Van verschillende kanten is er ook kritiek gekomen op deze theorie van Putnam. Het Sociaal & Cultureel Planbureau (SCP) onderzocht de theorie van Putnam in hoofdstuk 12 van het rapport ‘Betrekkelijke betrokkenheid‘ (2008). Hierin wordt onder andere de Verenigde Staten, het land waarin Putnam zijn onderzoek deed, vergeleken met Nederland en daarna geconcludeerd dat Nederlandse wijken met etnische heterogeniteit minder ‘extreem’ zijn dan die in de VS. Het SCP vond wel minder sociale cohesie in deze wijken, maar volgens het onderzoek is de oorzaak daarvan niet de etnische diversiteit zelf, maar de achterstandspositie van mensen in de wijk. Etnische diversiteit, bijvoorbeeld veel mensen met een niet-westerse migratieachtergrond, leidt dus wel tot minder cohesie maar door de achterstandspositie van deze mensen en niet door de diversiteit op zich.

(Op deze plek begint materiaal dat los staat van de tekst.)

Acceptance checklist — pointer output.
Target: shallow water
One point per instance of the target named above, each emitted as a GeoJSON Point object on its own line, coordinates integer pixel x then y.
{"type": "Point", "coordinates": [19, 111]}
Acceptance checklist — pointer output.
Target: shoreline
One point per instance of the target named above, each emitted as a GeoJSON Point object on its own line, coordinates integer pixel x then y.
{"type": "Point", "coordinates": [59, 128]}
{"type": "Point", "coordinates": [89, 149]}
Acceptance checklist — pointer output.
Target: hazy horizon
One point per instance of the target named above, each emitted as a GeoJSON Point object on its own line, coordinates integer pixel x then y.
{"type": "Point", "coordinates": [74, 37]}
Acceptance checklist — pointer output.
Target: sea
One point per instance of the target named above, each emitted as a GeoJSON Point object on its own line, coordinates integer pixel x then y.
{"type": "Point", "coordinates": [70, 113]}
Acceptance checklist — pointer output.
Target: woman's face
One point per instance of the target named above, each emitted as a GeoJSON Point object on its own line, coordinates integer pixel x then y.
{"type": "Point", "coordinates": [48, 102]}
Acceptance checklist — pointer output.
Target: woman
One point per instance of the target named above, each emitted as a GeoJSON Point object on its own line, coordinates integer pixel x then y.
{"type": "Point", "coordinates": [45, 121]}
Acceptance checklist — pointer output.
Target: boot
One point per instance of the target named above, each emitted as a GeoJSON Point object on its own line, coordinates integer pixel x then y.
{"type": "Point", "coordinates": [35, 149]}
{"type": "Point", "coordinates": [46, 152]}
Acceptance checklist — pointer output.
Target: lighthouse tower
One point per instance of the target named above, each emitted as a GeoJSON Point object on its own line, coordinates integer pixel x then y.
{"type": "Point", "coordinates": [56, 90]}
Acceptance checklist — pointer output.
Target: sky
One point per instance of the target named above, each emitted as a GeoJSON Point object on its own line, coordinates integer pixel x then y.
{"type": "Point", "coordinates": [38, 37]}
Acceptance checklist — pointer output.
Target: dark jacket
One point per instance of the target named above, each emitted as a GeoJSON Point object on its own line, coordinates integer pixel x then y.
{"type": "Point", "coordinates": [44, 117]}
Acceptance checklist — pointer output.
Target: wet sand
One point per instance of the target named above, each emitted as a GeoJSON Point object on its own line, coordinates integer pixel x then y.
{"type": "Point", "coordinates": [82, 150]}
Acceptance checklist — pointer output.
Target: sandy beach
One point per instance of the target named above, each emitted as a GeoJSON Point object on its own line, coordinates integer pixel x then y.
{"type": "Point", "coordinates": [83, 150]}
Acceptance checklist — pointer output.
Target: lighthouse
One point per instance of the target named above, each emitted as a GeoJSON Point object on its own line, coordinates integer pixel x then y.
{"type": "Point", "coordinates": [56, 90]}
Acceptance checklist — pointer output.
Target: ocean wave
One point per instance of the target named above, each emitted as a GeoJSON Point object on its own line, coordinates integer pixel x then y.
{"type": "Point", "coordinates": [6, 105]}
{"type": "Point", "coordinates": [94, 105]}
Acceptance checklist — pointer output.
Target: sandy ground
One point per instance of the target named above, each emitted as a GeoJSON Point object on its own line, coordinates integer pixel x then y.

Critici van Putnams theorie wijzen ook naar de tegenstrijdigheden met andere theorieën, zoals conflicttheorieën. Die stellen namelijk dat het vertrouwen tussen etnische groepen inderdaad daalt als de diversiteit toeneemt, maar dat het vertrouwen binnen zo’n etnische groep juist stijgt als er meer diversiteit in een community komt. Andere critici vinden het opvallend dat Putnam zijn data verzamelde in 2001 en pas in 2007 een artikel met conclusies hierover publiceerde. Ook krijgt Putnam kritiek omdat hij zou beweren dat een samenleving met minder mensen met een niet-westerse achtergrond dus beter zou zijn en dat kan als racistisch worden opgevat. Meer kritiek op Putnam en zijn theorie over etnische diversiteit, lees je in dit artikel van stukroodvlees.nl.
Ondanks kritiek, werd de theorie van Putnam gebruikt door verschillende overheidsinstanties. In Nederland is Putnam genoemd in de begroting van 2008, als argument om meer geld te investeren in zogenoemde probleemwijken. Meer over deze wijken, die ook wel krachtwijken genoemd werden, lees je op deze pagina.
terug naar hoofdstuk 14naar de invloed van social media likes en impression management (§14.4)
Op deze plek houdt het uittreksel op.